Here is an example of how Louie's story has led the way ...
Louie's daughter in law, Jill, works as a teacher in the village just outside Llanstephan, Louie's last home before moving to the old folk's home. When I visited the family and looked at the type of songs I would compose, given that Louie's toys from her childhood were central, we decided to focus on nursery rhyme/songs for children. We then talked about a site specific performance whereby the children from Jill's primary school would come to the places where the songs were written for an intimate sharing, and hear them in the context of that site. So, for instance, the cockle picking song would be on the beach in Llanstephan where Louie, at weekends, would pick cockles, right up until her 70's, for the folk in the old people's home .
At the the end of the story trail, the children would visit Louie and all the folk at the Old People's Home in Tumble and sing at an afternoon tea.
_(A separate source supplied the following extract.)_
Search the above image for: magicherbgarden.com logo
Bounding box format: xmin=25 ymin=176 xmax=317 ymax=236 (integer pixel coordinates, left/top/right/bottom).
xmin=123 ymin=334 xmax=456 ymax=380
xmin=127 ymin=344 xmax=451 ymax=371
When it came to potentially paying me for my time, funding was kindly offered, but it would need to be delivering the trail to children in the Tumble area schools and not Llanstephan, because of the funding restrictions.
But the Tumble schools are not part of Louie's story in the way that Jill's school is. To switch schools would not be staying true to, or allowing Louie's story to lead the artistic journey of the piece. It will be a delight to tour those schools afterwards ... and I sincerely appreciate the kind offer, but it is not artistically right for this stage of the story.
We can see very clearly how funding might sometimes tie us in a way which means that we can not follow the story of the client. As Community Artists we need to earn money and this understandably leads to compromise. But I really did not want to compromise Louie's story and given all the things she has done for her community, and many other welsh women with her throughout their hidden histories, this would be my contribution, this is how I would join them; by telling their story through Louie's .
And it is such a beautiful story. A story of a woman who cared very deeply about her community, who gave her time and love to those in her village, much in the way that many welsh women did and still do: behind the scenes, making things happen in an unassuming way for the good of the people. A time when communities survived through sharing and citizenship.
Since working with Louie, people have asked me, 'So, who is Louie? Is she famous or something? Did she do something amazing?' and I reply, 'Yes, she did do something amazing. She is a welsh woman who kept a sense of community alive in her village for the whole of her life. Her story shows us our own history, a hidden history. And she is still doing this now, by inadvertently appointing me as the curator of her story to inform others of what life in West Wales was like.' Perhaps she can teach us all. She is certainly teaching me.